Restrictive use of blood transfusions during cardiac surgery shows comparable outcomes
Use of stricter guidelines for the use of red blood cell transfusions for patients undergoing cardiac surgery was associated similar rates of death and severe illness compared to patients who received more transfusions, according to a study in the October 13 issue of JAMA. Another study in this issue of JAMA examines the variation in the use of blood transfusions for patients undergoing cardiac surgery.
Cardiac surgery is associated with a high rate of blood transfusion. The rationale for red blood cell (RBC) transfusion is based on the observation that anemia is an independent risk factor for illness and death after cardiac operations. However, transfusions have been associated with high rates of these poor outcomes in critically ill patients, and some recent studies have shown worse outcomes compared with nontransfused patients after cardiac surgery, according to background information in the article. "There is a lack of evidence regarding optimal blood transfusion practice in patients undergoing cardiac surgery," the authors write.

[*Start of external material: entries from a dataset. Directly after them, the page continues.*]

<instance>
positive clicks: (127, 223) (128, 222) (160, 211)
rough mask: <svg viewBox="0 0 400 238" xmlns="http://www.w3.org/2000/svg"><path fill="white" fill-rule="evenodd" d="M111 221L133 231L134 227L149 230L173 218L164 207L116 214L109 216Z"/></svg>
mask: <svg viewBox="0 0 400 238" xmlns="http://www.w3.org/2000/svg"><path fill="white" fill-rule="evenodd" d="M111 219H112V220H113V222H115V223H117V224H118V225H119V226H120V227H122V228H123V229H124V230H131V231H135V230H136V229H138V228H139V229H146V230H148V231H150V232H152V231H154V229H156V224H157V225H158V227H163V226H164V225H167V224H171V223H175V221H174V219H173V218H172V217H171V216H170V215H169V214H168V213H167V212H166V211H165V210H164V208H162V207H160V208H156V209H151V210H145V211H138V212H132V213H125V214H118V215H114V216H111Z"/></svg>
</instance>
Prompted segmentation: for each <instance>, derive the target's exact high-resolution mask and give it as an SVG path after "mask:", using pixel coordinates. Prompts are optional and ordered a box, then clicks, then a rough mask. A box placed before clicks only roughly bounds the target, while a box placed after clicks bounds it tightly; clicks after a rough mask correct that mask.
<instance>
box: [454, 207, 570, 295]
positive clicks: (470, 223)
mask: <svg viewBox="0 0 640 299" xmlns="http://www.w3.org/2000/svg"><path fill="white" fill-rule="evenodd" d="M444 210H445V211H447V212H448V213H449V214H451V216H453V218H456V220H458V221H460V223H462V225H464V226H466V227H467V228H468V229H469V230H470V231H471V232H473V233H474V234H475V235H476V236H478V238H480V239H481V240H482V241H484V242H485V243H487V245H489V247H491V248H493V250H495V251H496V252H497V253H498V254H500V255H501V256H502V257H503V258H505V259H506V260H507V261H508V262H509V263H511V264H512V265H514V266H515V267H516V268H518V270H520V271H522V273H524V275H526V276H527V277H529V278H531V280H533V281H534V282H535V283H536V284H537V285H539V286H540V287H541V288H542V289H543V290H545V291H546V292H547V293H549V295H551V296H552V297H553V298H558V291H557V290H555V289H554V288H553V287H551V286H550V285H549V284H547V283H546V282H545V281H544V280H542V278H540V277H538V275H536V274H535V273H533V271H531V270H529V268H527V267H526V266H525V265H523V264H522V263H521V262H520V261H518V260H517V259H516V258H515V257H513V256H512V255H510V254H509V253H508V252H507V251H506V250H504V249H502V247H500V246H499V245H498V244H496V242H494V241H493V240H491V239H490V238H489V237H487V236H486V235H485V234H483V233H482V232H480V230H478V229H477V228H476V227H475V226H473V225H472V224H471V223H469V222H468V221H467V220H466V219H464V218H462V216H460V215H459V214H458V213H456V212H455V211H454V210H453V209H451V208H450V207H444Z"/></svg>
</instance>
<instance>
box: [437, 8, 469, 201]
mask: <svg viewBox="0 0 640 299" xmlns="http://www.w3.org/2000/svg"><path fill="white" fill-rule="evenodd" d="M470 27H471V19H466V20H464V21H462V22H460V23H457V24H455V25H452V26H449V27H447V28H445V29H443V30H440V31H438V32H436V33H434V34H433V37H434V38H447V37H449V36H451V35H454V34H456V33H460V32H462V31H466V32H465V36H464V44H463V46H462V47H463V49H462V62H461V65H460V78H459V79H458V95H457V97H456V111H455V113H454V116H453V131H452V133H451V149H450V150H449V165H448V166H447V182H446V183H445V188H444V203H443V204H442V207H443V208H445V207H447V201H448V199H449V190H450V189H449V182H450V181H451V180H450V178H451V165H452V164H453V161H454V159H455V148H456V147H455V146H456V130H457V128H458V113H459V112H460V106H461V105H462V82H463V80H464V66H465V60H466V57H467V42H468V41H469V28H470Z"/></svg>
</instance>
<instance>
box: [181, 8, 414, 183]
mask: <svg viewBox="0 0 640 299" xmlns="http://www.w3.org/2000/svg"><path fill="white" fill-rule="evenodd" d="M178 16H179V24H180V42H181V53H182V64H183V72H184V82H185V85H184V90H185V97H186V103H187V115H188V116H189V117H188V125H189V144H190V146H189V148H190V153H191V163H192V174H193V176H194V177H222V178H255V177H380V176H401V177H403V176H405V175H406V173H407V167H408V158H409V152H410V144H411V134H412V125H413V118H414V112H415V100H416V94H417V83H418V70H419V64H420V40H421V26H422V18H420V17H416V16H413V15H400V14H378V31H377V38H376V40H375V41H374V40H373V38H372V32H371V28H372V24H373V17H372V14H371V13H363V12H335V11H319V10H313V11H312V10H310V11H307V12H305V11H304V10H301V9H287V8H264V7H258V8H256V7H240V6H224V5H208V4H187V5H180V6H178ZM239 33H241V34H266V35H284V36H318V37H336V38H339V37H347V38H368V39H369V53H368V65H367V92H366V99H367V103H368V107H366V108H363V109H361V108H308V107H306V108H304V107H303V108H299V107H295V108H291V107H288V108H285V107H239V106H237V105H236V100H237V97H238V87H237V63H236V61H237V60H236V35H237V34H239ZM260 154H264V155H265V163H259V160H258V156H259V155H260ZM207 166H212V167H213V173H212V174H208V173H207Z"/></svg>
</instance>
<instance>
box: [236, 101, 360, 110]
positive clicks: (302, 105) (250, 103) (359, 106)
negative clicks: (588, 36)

Ludhmila A. Hajjar, M.D., Ph.D., of the Hospital das Clinicas da Faculdade de Medicina da Universidade de Sao Paulo, Brazil, and colleagues conducted the Transfusion Requirements After Cardiac Surgery (TRACS) study to examine whether a restrictive strategy of RBC transfusion was as safe as a liberal strategy in patients undergoing elective cardiac surgery. The randomized clinical trial was conducted between February 2009 and February 2010 in an intensive care unit (ICU) at a university hospital cardiac surgery referral center in Brazil and included 502 adult patients who underwent cardiac surgery with cardiopulmonary bypass. Patients were randomly assigned to a liberal strategy of blood transfusion (to maintain a hematocrit [the volume percentage of red blood cells in whole blood] of 30 percent or greater) or to a restrictive strategy (hematocrit 24 percent or greater). The overall average hematocrit values in the ICU were 31.8 percent in the liberal-strategy group and 28.4 percent in the restrictive-strategy group.
A total of 198 of 253 patients (78 percent) in the liberal-strategy group and 118 of 249 (47 percent) in the restrictive-strategy group received a blood transfusion. The researchers found that the primary composite outcome measured at 30 days death from any cause, cardiogenic shock, acute respiratory distress syndrome, or acute renal injury requiring dialysis or hemofiltration during the hospital stayoccurred in 10 percent of patients in the liberal-strategy group and in 11 percent in the restrictive-strategy group. Independent of transfusion strategy, the number of transfused red blood cell units was an independent risk factor for clinical complications or death at 30 days.
There were no significant differences in the occurrence of cardiac, respiratory, neurologic, or infectious complications, or severe bleeding requiring reoperation. There were also no differences in lengths of ICU or hospital stay.
The authors suggest that the rationale for implementing a restrictive transfusion strategy is based on many studies that have shown a lack of benefit and, at the same time, substantially increased costs and adverse effects associated with RBC transfusion, including transmission of viral and bacterial diseases and transfusion-related acute lung injury.